L’UFC e l’UST possono mettere a disposizione i moduli per la registrazione di cui all’articolo 23, la notifica delle richieste a pagamento di cui all’articolo 27 capoverso 1 e la presentazione dei rapporti annuali di cui all’articolo 25.

Assicurano che i dati necessari possano essere presentati anche elettronicamente.

Se disponibili, vanno utilizzati i moduli già esistenti.

Art. 35 Informazioni e revisione dei rendiconti presentati

L’UFC può esigere informazioni o documenti aggiuntivi e chiedere informazioni alle autorità cantonali e federali.

Qualora il conto annuale, le rendicontazioni di cui all’articolo 20, i conteggi intermedi di cui all’articolo 30 o le rendicontazioni sulle spese per i film di origine svizzera non siano oggetto di verifica da parte di un revisore indipendente e abilitato secondo la legge del 16 dicembre 2005 8 sui revisori, l’UFC può far verificare sul posto i dati dell’impresa da una società di revisione indipendente. 9

Le verifiche di bilancio da parte di revisori esteri sono considerate parimenti valide se i requisiti posti a questi ultimi nel rispettivo Paese sono comparabili a quelli posti ai revisori svizzeri, segnatamente per quanto riguarda l’indipendenza e l’imparzialità. L’UFC può richiedere al revisore una conferma in tal senso.

Qualora nel caso di una verifica secondo il capoverso 2 la società di revisione riscontri difformità sostanziali, l’UFC può obbligare l’impresa ad assumersi le spese della revisione.
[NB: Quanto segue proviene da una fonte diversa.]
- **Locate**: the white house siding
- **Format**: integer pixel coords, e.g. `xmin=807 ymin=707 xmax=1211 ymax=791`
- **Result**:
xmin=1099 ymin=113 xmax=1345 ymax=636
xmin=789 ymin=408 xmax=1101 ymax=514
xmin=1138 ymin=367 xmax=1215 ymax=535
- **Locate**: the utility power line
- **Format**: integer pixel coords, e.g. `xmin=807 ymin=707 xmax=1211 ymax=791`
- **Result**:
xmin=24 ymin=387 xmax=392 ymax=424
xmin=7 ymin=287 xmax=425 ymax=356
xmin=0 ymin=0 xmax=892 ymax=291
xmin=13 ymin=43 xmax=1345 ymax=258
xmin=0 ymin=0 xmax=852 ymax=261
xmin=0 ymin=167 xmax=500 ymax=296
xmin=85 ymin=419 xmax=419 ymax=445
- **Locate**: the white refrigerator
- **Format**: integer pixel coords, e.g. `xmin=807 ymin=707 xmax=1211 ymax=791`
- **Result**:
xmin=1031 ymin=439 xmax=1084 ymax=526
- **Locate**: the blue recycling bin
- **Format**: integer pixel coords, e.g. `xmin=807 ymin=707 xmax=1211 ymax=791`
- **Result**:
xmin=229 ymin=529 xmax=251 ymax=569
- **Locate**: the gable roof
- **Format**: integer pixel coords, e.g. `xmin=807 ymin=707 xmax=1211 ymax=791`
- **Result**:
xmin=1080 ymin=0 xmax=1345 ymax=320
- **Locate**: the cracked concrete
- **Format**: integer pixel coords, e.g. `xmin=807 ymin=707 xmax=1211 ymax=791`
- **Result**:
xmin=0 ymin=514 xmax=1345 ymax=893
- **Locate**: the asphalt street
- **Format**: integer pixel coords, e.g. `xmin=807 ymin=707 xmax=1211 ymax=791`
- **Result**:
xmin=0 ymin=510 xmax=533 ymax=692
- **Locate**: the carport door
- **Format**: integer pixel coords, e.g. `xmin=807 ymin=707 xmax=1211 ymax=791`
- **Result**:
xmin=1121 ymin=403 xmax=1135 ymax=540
Capitolo 6 Confidenzialità e informazione del pubblico

Art. 36 Confidenzialità

Le cifre sui risultati aziendali notificate all’UFC o chieste da quest’ultimo, segnatamente i dati sui proventi lordi, sulle spese d’esercizio, sulle spese sostenute e sul numero di richieste a pagamento sono confidenziali.

Fatte salve le disposizioni sull’esame degli atti nella procedura amministrativa di cui alla legge del 20 dicembre 1968 10 sulla procedura amministrativa, possono essere esaminate solo previo consenso dell’impresa da cui provengono.

Sono fatti salvi gli articoli 35 e 37.

Art. 37 Informazione del pubblico

Ogni anno l’UST pubblica una panoramica su:

  1. i film richiesti in base al Paese di produzione e al genere di film;
  2. le richieste in base al modello commerciale.

Ogni anno l’UFC comunica tramite pubblicazione:

  1. quali imprese, con quali servizi su richiesta, hanno adempiuto la quota di almeno il 30 per cento di film europei e quali no, e in che modo i film europei sono designati come tali;
  2. la somma delle spese computate dalle imprese con servizi televisivi o su richiesta in base al tipo;
  3. la somma degli investimenti posticipati;
  4. la somma delle tasse sostitutive riscosse;
  5. l’utilizzo della tassa sostitutiva da parte dell’UFC.

Capitolo 7 Disposizioni finali

Art. 38 Modifica di un altro atto normativo

... 11

Art. 39 Disposizioni transitorie

Fino al 31 dicembre 2023 l’obbligo per le emittenti di programmi televisivi nazionali o destinati alle regioni linguistiche di promuovere il cinema svizzero è retto dall’articolo 7 LRTV 12 nella versione del 26 settembre 2014 13 . Il controllo spetta all’Ufficio federale delle comunicazioni (UFCOM).

Le spese computate dall’UFCOM di cui all’articolo 7 capoverso 2 LRTV nella versione del 26 settembre 2014 non sono computabili come spese ai sensi della LCin.

Per le imprese con servizi televisivi o su richiesta esistenti al momento dell’entrata in vigore della presente ordinanza, il periodo di investimento di quattro anni di cui all’articolo 24 b LCin inizia il 1° gennaio 2024.

Le imprese che sottostanno all’obbligo di registrazione sono tenute ad annunciarsi entro 90 giorni dall’entrata in vigore della presente ordinanza.

La notifica delle richieste a pagamento di cui all’articolo 27 capoverso 1 da parte delle imprese con servizi su richiesta si applica ai film commercializzati dal 1° gennaio 2024.

Art. 40 Entrata in vigore

La presente ordinanza entra in vigore il 1° gennaio 2024.